マーケティングDXに欠かせない「共通言語」とは
――課題解消に向けて、どのようなことから進めていったのでしょうか。
柴田:まずは、データ活用に関するチームのリテラシー向上に向けて、ブランドとEC部門のコミュニケーション体制を変更することから始めました。
我々の所属するEC事業部は各ブランドを横断する組織であるものの、当時ブランド事業部との連携が上手くできていない状況でした。
そこでタイムリーに数字が見られる状態を作り、EC事業部がそのデータを共有しながらブランド事業部とともに、各ブランドの売上を上げていくことで、納得感を与えながらECでの施策を自分ごととして感じてもらおうと考えました。
久保木:その上で欠かせなかったのが、“共通の物差し”でした。
久保木:たとえば、「PV=お店に来て服を手に取ってくれた人の数」「CV=レジまで来てくれた人の数」、という風にマーケティング用語をかみ砕き、店舗担当者でもわかるようなコミュニケーションを意識しました。
評価指標に関しても細かく設定し、どういう計算式で導き出されているかを共有することで、売上の要因をデータで確認できる体制を整えてきました。
それによって、以前は「この写真がかっこいい」などと直感的にクリエイティブで勝負してきたところがありましたが、最近は売上の要因から議論できるようになりました。そのため、データをもとに「売上につながるクリエイティブ」を考えられるようになったことは大きな変化だと評価しています。

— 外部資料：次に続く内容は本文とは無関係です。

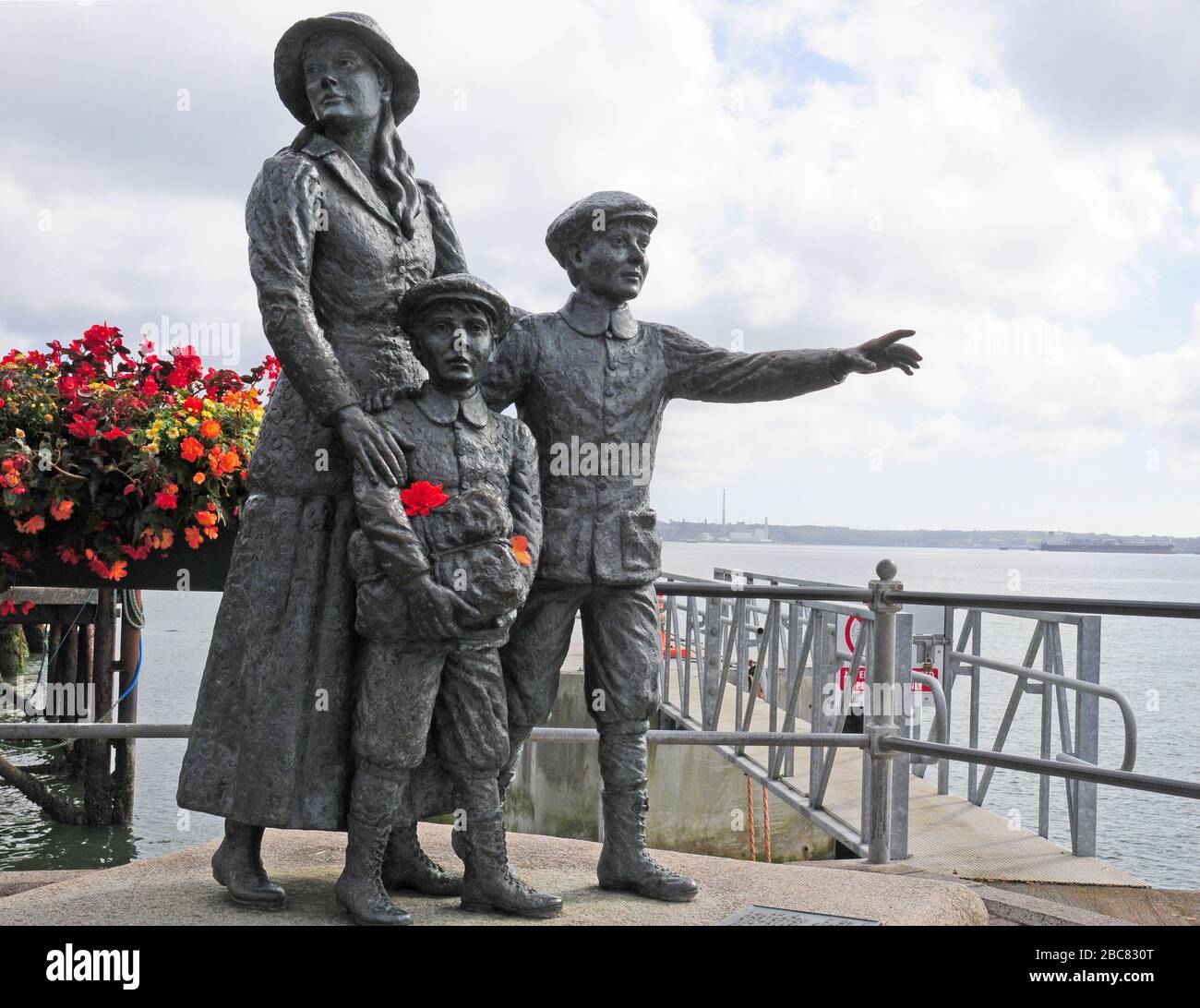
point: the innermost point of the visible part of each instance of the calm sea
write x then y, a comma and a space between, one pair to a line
1153, 661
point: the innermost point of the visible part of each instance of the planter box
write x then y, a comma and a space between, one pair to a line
207, 568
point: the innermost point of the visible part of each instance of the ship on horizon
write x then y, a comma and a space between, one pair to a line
1071, 543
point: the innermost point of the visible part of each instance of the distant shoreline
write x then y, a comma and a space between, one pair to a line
1019, 540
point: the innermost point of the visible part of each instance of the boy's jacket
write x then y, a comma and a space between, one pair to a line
487, 467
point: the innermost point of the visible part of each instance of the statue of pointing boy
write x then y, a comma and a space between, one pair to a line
594, 373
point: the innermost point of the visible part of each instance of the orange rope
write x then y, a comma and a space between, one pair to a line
766, 819
754, 843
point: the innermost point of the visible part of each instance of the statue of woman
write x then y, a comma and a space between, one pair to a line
339, 229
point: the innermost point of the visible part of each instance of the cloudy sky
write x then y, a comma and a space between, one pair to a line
1019, 183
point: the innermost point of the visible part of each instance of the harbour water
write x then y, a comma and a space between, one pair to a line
1151, 660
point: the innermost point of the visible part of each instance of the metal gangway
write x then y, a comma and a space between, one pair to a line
742, 652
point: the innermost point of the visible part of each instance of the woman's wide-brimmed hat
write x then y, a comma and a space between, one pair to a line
289, 71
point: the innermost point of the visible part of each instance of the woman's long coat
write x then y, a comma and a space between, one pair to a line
270, 738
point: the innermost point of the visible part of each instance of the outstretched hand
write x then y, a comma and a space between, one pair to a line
882, 353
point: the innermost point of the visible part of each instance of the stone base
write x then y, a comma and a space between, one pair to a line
178, 888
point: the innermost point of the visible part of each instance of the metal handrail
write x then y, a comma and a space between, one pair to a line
787, 593
1071, 683
941, 716
893, 742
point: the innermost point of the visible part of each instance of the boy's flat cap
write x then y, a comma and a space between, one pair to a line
456, 287
595, 212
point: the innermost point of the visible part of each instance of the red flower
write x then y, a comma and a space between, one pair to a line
423, 497
191, 449
186, 367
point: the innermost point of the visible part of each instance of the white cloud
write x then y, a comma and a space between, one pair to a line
822, 173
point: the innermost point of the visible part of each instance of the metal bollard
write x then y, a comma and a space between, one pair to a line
882, 719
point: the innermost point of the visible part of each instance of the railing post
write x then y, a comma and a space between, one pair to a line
901, 767
712, 672
882, 718
1087, 732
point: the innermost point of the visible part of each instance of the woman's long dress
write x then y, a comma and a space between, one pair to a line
270, 737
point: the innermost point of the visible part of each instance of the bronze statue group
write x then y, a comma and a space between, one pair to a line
408, 567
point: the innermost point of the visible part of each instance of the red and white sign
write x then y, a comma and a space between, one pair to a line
860, 679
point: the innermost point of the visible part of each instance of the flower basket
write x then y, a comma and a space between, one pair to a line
123, 471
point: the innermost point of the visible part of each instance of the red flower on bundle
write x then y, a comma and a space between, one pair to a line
423, 497
186, 367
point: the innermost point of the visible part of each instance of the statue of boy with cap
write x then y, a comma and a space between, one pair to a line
442, 567
591, 375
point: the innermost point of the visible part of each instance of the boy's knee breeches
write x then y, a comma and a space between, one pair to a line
418, 695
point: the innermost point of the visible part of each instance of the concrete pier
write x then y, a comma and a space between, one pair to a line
178, 888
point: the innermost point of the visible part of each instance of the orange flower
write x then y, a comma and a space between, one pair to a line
223, 462
191, 449
31, 527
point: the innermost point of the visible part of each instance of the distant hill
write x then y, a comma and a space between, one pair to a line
840, 535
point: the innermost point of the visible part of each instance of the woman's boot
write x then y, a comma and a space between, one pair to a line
238, 865
488, 883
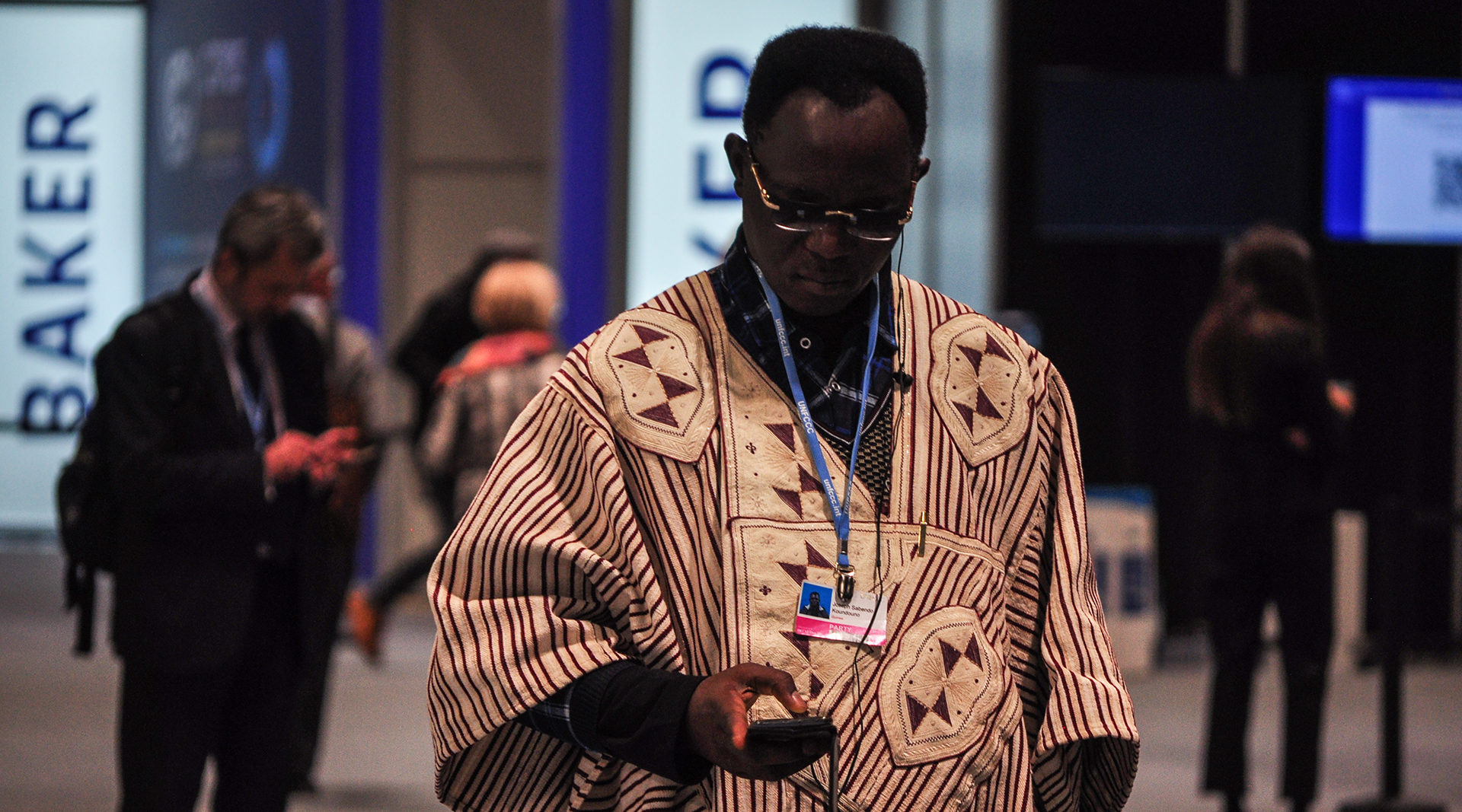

松本:マーケティング用語は人によって定義が異なるケースが多いです。そのため、社内の共通言語を作るというのは、マーケティングDXを推進する上で非常に重要なことだと思います。
今回のプロジェクトでも、立ち上げ時期の多くを共通言語のすり合わせに割きました。ここが明確になっていないと、施策をやったときに何で効果が出たのか、出なかったかの分解が上手くできず、データを用いた各ブランドとの連携ができません。PDCAを効率的に回すためにもこの部分の準備をしっかりとしておくことが大事になります。
全ブランドを統合した会員基盤を構築
――チームのリテラシー向上以外にも、データ活用基盤を整える上で実施された取り組みがあれば教えてください。
柴田:2021年3月に、SHEL'TTER WEB STOREで取り扱っているブランドを統合した会員基盤を導入しました。
これまですでに、「SHEL'TTER PASS」という各ブランドをつなぐアプリを3年ほど前から提供していたので、店舗とECで誰がどう買っているかを追えるベースはあったものの、それを追う仕掛けや組織はなく、データがただ溜まっている状態が続いていました。
それが今回基盤を統合したことによって、会員ランクに基づいてベネフィットを提供することが可能になったので、今後はEC、POS、RFIDの取得データからお客様の動向を分析し、パーソナライズされた個別コンテンツを届ける施策に落とし込んでいく段階に移っていく予定です。
現在は、ユーザーデータに基づいたマーケティングの準備まで完了した段階といったところでしょうか。店舗もECもよりユーザーに注目したマーケティングに進化させるべく、ブレインパッド様と議論を重ねています。
久保木:基盤が整ってからは、店舗のお客様をECに、ECのお客様を店舗へと誘導するための訴求方法を様々な形で検証していこうと考えています。
柴田:これまで単一ユーザーが長期的にリピートしてくれているかという指標がなく、グロスの売上が重要指標でした。データが取得できるようになってきたことで、ブランド担当だけでなく全社的に新規ユーザーの獲得状況、リピーターの割合や特性なども見ていけるようになりました。キャンペーン施策の評価もより明確にできました。データで共通認識を持てることで、各ブランド担当が同じ目線で考えられ、そのハブ機能として、EC事業本部が機能できたのでは、と感じています。